Companies caught in the crossfire of China-U.S. trade frictions are facing the harsh reality to rethink their supply chains, but it is not easy to adjust and shift the supply chains away from China, the U.S. National Retail Federation has said.
“Tariffs are taxes that raise costs for businesses and consumers,” Bethany Aronhalt, spokeswoman for the National Retail Federation, the world’s largest retail trade association, told Xinhua in an interview.
“For retailers, tariffs are very disruptive to complex global supply chains. Right now, retailers are assessing their supply chains to determine possible alternative sources,” she said.
However, “for many products subject to tariffs, China is the sole source of U.S. imports. No alternative sources exist,” she said.
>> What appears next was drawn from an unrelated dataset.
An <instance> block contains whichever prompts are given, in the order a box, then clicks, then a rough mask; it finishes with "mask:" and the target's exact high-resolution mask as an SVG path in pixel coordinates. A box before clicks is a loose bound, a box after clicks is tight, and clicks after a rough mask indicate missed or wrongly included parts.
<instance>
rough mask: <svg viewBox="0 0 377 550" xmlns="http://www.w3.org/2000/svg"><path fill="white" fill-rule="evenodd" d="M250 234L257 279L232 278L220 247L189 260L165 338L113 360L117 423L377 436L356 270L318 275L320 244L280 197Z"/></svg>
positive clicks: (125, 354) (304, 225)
The United States delivered a sharp escalation in the trade frictions with China in September with imposition of additional tariffs on Chinese goods worth 200 billion U.S. dollars. Those tariffs took effect on Sept. 24, starting at 10 percent and going to climb to 25 percent from Jan. 1 unless the two countries reach a deal.
The new wave of tariffs came on top of the 50 billion dollars worth of Chinese goods taxed earlier this year, meaning that nearly half of all Chinese imports into the United States face levies. China was forced to announce retaliatory tariffs on U.S. products.